Gene Ontology GO79 is widely used in gene enrichment analysis to classify list of individual genes based on their expression pattern, or other similar feature, with the aim to predict dysregulated biological processes, functions and pathways or any other general trend within a subset of data80. In this study, GO enrichment analysis was conducted in R, using clusterProfiler package (v3.14.3)80 either on the set of differentially expressed genes (padj < 0.05) or alternatively spliced genes (FDR < 0.01), if not stated otherwise. Additionally, GO enrichment analysis was conducted using a less stringent threshold for inclusion of alternatively spliced genes (where we considered genes with non-corrected p-value < 0.01 instead of FDR < 0.01). Genes of a particular dataset were assigned Entrez gene identifiers from Bioconductor mouse annotation package org.Mm.eg.db (v3.10.0). Enrichment test for GO terms was calculated based on the hypergeometric distribution. The resulting GO terms/KEGG pathways were considered significant after applying multiple testing corrections with Benjamini–Hochberg method (padj < 0.05). Subsequently, significant GO terms (category: biological process) were functionally grouped or manually edited depending on the underlying biological question.

Conservation analysis

Gene/exon conservation analysis within mouse (mm10) was performed by calculating phyloP (phylogenetic p-values) scores, i.e., per base conservation scores, generated from aligned genomic sequences of multiple species81.

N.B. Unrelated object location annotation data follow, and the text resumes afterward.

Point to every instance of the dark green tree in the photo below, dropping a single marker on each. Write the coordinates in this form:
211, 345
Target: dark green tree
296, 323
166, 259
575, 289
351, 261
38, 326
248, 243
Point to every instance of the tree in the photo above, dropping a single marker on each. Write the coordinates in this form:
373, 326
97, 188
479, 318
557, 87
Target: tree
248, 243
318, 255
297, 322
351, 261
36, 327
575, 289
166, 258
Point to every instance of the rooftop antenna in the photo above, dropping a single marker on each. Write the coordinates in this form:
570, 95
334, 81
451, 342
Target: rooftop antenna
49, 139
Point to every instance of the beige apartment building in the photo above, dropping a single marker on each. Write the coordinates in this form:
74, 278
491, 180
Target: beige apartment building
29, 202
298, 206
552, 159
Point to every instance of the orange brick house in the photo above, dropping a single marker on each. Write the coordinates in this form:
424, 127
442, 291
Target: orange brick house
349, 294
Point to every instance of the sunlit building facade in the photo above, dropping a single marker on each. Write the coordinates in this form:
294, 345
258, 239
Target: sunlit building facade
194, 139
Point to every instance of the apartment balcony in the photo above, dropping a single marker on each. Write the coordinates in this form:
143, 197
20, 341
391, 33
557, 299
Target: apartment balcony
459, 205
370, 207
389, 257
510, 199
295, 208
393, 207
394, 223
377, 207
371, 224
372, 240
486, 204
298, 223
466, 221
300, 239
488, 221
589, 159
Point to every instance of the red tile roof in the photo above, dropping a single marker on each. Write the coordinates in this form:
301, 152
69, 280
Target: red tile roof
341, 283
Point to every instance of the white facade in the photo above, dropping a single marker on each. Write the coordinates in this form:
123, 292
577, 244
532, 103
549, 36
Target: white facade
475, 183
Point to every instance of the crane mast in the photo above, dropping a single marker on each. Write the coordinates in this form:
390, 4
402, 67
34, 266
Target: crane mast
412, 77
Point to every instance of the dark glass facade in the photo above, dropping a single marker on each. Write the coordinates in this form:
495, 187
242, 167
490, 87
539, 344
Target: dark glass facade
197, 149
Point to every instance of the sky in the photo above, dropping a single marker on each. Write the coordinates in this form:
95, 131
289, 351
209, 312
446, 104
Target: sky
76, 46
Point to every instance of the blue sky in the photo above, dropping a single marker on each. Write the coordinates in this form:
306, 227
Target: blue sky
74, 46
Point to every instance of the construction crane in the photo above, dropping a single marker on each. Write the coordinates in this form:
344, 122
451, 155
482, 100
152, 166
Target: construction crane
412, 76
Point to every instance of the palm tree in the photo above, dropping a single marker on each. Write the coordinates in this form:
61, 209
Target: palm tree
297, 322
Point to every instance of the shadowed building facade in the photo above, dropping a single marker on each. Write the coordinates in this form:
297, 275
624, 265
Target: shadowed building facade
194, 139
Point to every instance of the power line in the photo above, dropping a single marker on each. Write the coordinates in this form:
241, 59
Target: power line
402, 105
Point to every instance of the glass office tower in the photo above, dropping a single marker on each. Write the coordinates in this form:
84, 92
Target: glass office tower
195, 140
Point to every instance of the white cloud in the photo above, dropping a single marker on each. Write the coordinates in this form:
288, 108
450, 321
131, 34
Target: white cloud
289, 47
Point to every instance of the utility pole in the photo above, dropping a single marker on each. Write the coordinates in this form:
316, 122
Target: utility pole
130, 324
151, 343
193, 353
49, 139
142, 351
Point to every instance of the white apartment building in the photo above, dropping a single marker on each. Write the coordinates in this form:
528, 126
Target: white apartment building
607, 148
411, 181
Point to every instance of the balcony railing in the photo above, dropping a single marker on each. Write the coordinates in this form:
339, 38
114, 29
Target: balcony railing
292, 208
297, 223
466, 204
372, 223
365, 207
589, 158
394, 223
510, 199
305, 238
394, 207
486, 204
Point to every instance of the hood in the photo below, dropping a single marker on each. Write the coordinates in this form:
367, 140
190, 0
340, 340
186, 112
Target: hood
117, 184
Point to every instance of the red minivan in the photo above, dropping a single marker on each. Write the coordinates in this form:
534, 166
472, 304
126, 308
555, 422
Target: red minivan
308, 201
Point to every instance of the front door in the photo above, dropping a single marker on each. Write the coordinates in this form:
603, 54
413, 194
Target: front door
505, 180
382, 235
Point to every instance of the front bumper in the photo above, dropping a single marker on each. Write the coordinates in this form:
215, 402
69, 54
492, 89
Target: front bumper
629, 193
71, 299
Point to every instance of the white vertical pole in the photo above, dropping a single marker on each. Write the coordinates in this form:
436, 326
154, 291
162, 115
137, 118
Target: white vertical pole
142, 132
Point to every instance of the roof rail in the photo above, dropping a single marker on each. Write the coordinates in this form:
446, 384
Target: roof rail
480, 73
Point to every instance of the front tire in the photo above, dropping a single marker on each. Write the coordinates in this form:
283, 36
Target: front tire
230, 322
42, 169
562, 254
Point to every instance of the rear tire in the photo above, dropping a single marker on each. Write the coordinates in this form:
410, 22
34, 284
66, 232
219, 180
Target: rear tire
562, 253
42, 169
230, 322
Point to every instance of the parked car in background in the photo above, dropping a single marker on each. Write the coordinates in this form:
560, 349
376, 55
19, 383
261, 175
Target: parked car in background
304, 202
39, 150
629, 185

For each differentially expressed gene, the average per gene phyloP score was computed with bigWigSummary (UCSC)82. To calculate phyloP scores of TDP-43-regulated alternative sequences (hereafter referred to as per exon phyloP score), we considered TDP-43-regulated sequences of all event types. Those include A’3SS and A’5SS (long and short exon), retained introns and cassette exons (SE, the 1st and the 2nd exon of MXE).

Patient samples

The NYGC ALS cohort has previously been detailed elsewhere22,78. Herein, we only considered ALS and FTLD patients with TDP-43 pathology (ALS-TDP and FTLD-TDP) and healthy controls while excluding ALS with SOD1 mutations of FTLD patients without TDP-43 inclusions.

The NYGC ALS Consortium samples presented in this work were acquired through various Institution Review Board protocols from member sites and the Target ALS post-mortem tissue core. They were transferred to the NYGC in accordance with all applicable foreign, domestic, federal, state, and local laws and regulations for processing, sequencing, and analyses.

Muscle biopsies (vastus lateralis or biceps) were obtained from four patients diagnosed with IBM according to the Griggs criteria83 and four healthy controls. Participants were investigated for cramps or fatigue; they underwent regular examination, neurophysiology tests and histological examinations. IBM biopsies were taken from moderately affected muscles and routinely investigated for histological and immunohistochemistry features. In case muscle fibrosis was present, it did not compromise a definite pathologic diagnosis. Basic demographic features of all participants are summarised in Supplementary Table 4. Biopsies were stored at −80 °C. Institutional board reviewed the study and ethical approval was obtained.

Sample processing, library preparation, and RNA-seq quality control have already been described elsewhere78.

Statistics and reproducibility

Statistical analysis was performed using R (v3.6.1) or a specific R package as described in dedicated sections above (see Quantification of gene expression level, Differential expression analysis, Alternative splicing analysis, Enrichment analysis and Patient samples). A significance level of 0.05 was generally considered for the analysis unless otherwise stated. The exact sample size and statistical tests used to test significance of the differerence are given in captions, along with the description of corrections and statistical parameters that are shown in each figure.

At least three biological replicates (experiments conducted at different time points) with technical triplicates were used for qPCR and western blot quantification.

Reporting summary

Further information on research design is available in the Nature Research Reporting Summary linked to this article.